FUSAR-KLIP: Towards Multimodal Foundation Models for Remote Sensing

Cross-modal artificial intelligence, represented by visual language models, has achieved significant success in general image understanding. However, a fundamental cognitive inconsistency exists between general visual representation and remote sensing image interpretation: remote sensing images couple topography, terrain, and spatial structure, thereby inherently requiring models to possess deep geoscientific understanding. This cognitive difference is further amplified in synthetic aperture radar (SAR) imagery: while SAR possesses irreplaceable all-weather, all-day observation capabilities, it is constrained by coherent imaging mechanisms, exhibiting significant modal heterogeneity with general images. To address this inconsistency, we propose FUSAR-KLIP, the first knowledge-guided general multimodal foundational model for SAR, along with reusable data and evaluation baselines. Specifically: (1) FUSAR-GEOVL-1M (the first large-scale SAR dataset with complete geographic projection attributes) was constructed, covering multiple satellite platforms, 120,000 images, and 135 cities; (2) Aligned structured text was generated through hierarchical cognitive thought chains, accurately encoding more than 1 million multidimensional semantic information from geomorphological environment and regional attributes to spatial relationships; (3) A self-consistent iterative optimization mechanism was designed to guide cross-modal learning with this knowledge information consistent with human cognition and physical laws in a self-supervised closed loop consisting of contrast, matching, and reconstruction; (4) A unified evaluation benchmark was established in 11 typical downstream tasks in the two major categories of vision and language, and compared with 15 mainstream foundation models.

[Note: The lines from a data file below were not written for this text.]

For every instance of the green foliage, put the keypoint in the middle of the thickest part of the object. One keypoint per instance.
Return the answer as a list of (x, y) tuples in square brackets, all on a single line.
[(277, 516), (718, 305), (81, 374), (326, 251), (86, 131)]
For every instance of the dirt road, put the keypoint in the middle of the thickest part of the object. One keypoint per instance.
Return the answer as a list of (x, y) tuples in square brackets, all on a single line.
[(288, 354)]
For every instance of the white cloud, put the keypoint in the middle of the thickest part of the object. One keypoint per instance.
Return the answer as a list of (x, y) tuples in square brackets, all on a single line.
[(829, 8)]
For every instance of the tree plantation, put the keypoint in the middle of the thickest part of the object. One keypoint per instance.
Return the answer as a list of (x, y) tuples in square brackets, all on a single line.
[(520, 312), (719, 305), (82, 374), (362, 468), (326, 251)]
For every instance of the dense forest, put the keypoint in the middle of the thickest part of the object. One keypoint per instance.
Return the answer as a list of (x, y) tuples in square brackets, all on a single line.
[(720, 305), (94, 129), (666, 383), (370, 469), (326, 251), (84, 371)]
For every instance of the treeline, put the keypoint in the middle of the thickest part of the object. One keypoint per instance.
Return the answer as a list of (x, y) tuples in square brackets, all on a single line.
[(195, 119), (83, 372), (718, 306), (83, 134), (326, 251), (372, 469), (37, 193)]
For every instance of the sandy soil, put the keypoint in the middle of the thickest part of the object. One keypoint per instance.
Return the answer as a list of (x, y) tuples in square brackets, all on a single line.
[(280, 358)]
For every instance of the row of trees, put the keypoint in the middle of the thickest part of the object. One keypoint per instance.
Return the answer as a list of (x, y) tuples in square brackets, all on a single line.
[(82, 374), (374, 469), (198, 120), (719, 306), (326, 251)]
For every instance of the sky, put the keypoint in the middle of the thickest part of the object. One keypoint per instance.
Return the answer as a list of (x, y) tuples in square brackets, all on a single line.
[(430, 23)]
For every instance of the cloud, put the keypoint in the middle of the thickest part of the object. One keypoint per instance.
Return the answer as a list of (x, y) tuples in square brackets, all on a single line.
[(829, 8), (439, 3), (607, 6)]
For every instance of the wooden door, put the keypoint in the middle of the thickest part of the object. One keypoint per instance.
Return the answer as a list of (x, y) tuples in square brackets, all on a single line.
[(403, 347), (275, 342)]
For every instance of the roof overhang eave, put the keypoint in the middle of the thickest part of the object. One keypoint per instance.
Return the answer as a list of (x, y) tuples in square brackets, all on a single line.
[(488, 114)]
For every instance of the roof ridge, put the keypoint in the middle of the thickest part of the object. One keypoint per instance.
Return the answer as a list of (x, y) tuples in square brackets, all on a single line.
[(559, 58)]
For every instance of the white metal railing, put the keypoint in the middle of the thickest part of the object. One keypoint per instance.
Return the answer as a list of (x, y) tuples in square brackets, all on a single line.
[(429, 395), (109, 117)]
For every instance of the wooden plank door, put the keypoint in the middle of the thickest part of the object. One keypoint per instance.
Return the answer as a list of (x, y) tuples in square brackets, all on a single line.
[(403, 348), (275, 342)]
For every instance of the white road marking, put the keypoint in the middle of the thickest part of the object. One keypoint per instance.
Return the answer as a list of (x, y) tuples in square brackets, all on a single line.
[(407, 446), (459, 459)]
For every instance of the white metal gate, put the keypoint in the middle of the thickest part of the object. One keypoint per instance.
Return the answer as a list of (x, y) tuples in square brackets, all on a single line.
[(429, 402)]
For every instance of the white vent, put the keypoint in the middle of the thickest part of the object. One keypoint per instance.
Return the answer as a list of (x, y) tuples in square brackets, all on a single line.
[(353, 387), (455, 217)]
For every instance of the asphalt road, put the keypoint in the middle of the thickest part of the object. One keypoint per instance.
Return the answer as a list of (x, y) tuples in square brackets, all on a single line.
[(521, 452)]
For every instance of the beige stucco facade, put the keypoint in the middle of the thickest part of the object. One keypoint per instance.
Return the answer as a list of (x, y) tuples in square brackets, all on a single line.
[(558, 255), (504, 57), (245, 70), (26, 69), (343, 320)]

翻译：以视觉语言模型为代表的跨模态人工智能已在通用图像理解领域取得显著成功。然而，通用视觉表征与遥感图像解译之间存在根本的认知不一致性：遥感图像耦合了地形、地貌与空间结构，因而本质上要求模型具备深厚的地学理解能力。这一认知差异在合成孔径雷达（SAR）影像中进一步放大：SAR虽具备不可替代的全天候、全天时观测能力，但受相干成像机制制约，与通用图像存在显著的模态异质性。为解决这一不一致性，我们提出了FUSAR-KLIP——首个面向SAR的知识引导通用多模态基础模型，以及可复用的数据与评估基线。具体而言：（1）构建了FUSAR-GEOVL-1M（首个具备完整地理投影属性的大规模SAR数据集），涵盖多卫星平台、12万张影像及135个城市；（2）通过层级化认知思维链生成对齐的结构化文本，精确编码从地貌环境、区域属性到空间关系的超百万条多维语义信息；（3）设计了自洽的迭代优化机制，在由对比、匹配与重构构成的自监督闭环中，以符合人类认知与物理规律的知识信息引导跨模态学习；（4）在视觉与语言两大类的11项典型下游任务中建立了统一评估基准，并与15个主流基础模型进行了对比。